En el aula se ha colocado ineludiblemente el fundamento de diversas enfermedades. Pero en especial el órgano más delicado de todos, el cerebro, con frecuencia ha sido dañado permanentemente por habérselo sometido a una ejercitación excesiva. Esto ha provocado a menudo inflamación, hidropesía de la cabeza, y convulsiones con sus temibles resultados. Y en esta forma se ha sacrificado la vida de muchos niños a causa del proceder de madres ambiciosas. De los niños que al parecer han tenido una constitución lo suficientemente fuerte como para sobrevivir a esas condiciones, hay muchísimos que soportan sus efectos durante toda la vida. La energía nerviosa del cerebro se debilita tanto, que después de llegar a la madurez es imposible para ellos soportar mucho trabajo mental. Parecería que se ha agotado la fuerza de algunos de los delicados órganos del cerebro.
Y no sólo se ha dañado la salud física y mental de los niños por habérselos enviado a la escuela a una edad demasiado tierna, sino que también han salido perdedores desde el punto de vista moral. Han tenido oportunidad de relacionarse con niños de modales no cultivados.

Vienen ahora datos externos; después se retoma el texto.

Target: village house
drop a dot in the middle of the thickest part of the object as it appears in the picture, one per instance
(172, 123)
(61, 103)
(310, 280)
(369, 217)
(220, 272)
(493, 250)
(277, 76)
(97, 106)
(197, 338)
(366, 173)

Se los colocó en la compañía de muchachos vulgares y ásperos, que mienten, juran, roban y engañan, y que se complacen en impartir su conocimiento del vicio a los que son más jóvenes que ellos. Y así se permite que los niños aprendan lo malo con más facilidad que lo bueno. Los malos hábitos concuerdan mejor con el corazón natural, y las cosas que ven y oyen en su infancia y en su niñez se graban profundamente en sus mentes; la mala semilla sembrada en sus jóvenes corazones se arraiga y con el tiempo llegará a convertirse en agudas espinas que herirán los corazones de sus padres.
Durante los primeros seis o siete años de la vida del niño hay que prestar atención especial a su educación física antes que a su intelecto. Después de este período, si la constitución física es buena habría que atender a su educación física e intelectual. La infancia se extiende hasta la edad de seis o siete años. Durante ese período los niños deberían dejarse libres como los corderitos para que corran por los alrededores de la casa y los patios impulsados por la animación de su estado de ánimo, saltando y brincando, libres de toda preocupación y problema.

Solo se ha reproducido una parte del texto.